“I wonder how it is that people's
philosophies have come to spin faster than the changing seasons.”
― Masanobu Fukuoka, The One-Straw Revolution
― Masanobu Fukuoka, The One-Straw Revolution
It is the first time since long I woke up with the uneasy
feeling. I tried to escape it by staying in the state between sleeping and
being awake but something was nibbling on my guts. A presentation tomorrow and
an exhibition on Saturday. Only two weeks left in Barcelona and then on the road
to do projects and attend meetings in 12 countries in the next 5 months. There
is a shipload of planning to do. Trains and planes and walks. What to bring.
What to store where. Meditations about skipping travelling fast through air
which involves even more complicated planning. Where to be when. What to do and
why.
When you don’t know the best thing is to sit still. So I sat
on my balcony and erased all the thinking.
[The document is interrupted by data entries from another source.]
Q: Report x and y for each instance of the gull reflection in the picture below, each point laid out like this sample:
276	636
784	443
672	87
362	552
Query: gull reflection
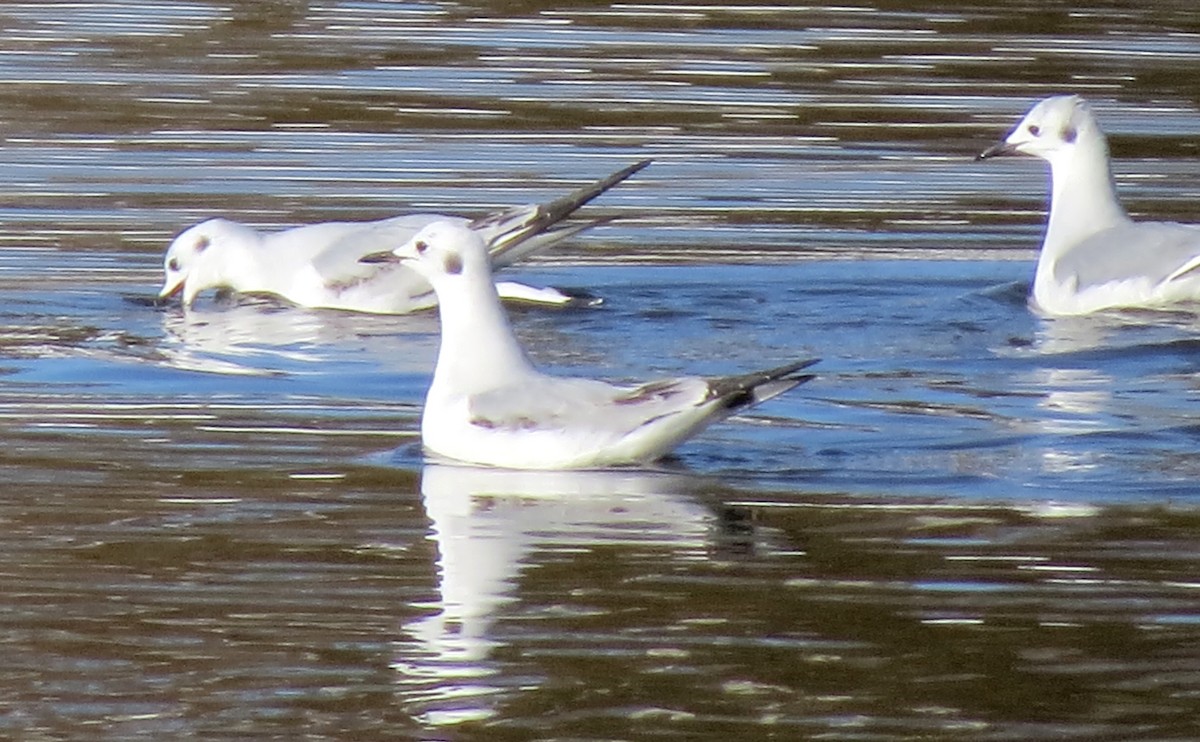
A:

One thing came back in my mind.
Masanobu Fukuoka’s words. “The best planning is no planning”.
I almost forgot about the One Straw Revolution,
about “the Fukuoka Method”, a natural way of farming based on the recognition
of the complexity of living organisms that shape an ecosystem. Fukuoka saw
farming not just as a means of producing food but as an aesthetic and spiritual
approach to life, the ultimate goal of which was "the
cultivation and perfection of human beings". To grow people by growing
crops. To achieve the most by doing the least. By listening and observing. I want to grow things.
I forgot to be slow by being slow. I am running around to
plan opportunities to be slow.
I could plan being really slow from October on but who knows
if I am still alive by then? On the other hand: if I am not it doesn’t matter
what I did the five months before. As long as I enjoyed them.
Let’s see. First today. Then tomorrow.